One such situation that police officers handle regularly, Paquin said, is when someone calls law enforcement for an individual that is acting scary or strange. In many instances, Paquin said these individuals need treatment, not to be placed under arrest. “Rather than make an arrest, you can get social services contact, and get connected with community mental health services.”
If an arrest is necessary, Paquin said, other counties should adopt what Chittenden County has done — create a special docket to deal with mentally ill defendants.
Thorn agreed that court diversion programs are much more effective than sending those suffering from mental illness or substance abuse to prison.
“I think that’s absolutely the direction we should go,” Thorn said. “Are we going to treat people; are people going to get better in terms of recidivism if we put them in jail?

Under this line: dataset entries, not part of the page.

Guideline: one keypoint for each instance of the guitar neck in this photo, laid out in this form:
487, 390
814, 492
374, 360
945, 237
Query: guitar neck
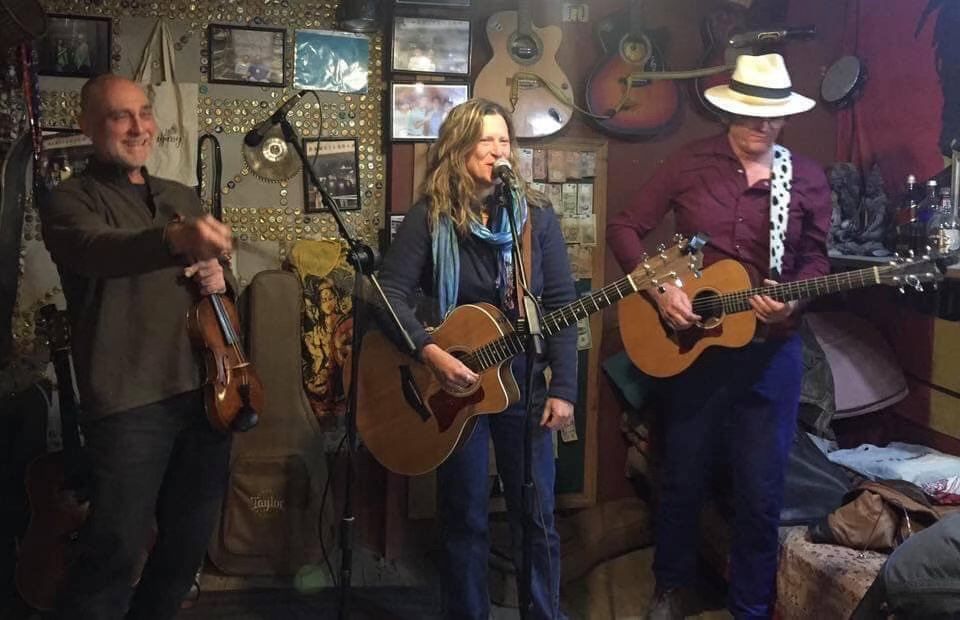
506, 347
524, 21
803, 289
68, 409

I don’t think so.”
Thorn cautioned that diversion programs are not intended to help criminals avoid prosecution.
“Not everyone gets into a court diversion program — you have to be someone who has some potential to benefit from it,” Thorn said. “There are a lot of statistics on how much money it saves.”
This shift in treatment, Thorn said, is part of a larger shift in the health care industry toward preventative care.
“What’s really at the bottom of health care reform is a shift in the paradigm from an illness paradigm to a wellness paradigm,” Thorn said.
Under this new mindset, Thorn said CSAC has expanded its employment in housing programs and placed a greater emphasis on the social determinants that contribute to mental illness.
“If someone comes in to us and has severe depression and they’re sitting with a therapist for an hour a week, are we really doing our job if we’re ignoring the fact that they might be homeless and unemployed?” Thorn said.
Paquin said that the crux of the issue is how Vermonters want the mentally ill in this state to be cared for.
“That’s a fundamental question Vermonters need to ask themselves — what sort of social services structure will you be satisfied with?” Paquin said. “What kind of life are you comfortable with for your friends and neighbors that have serious needs?”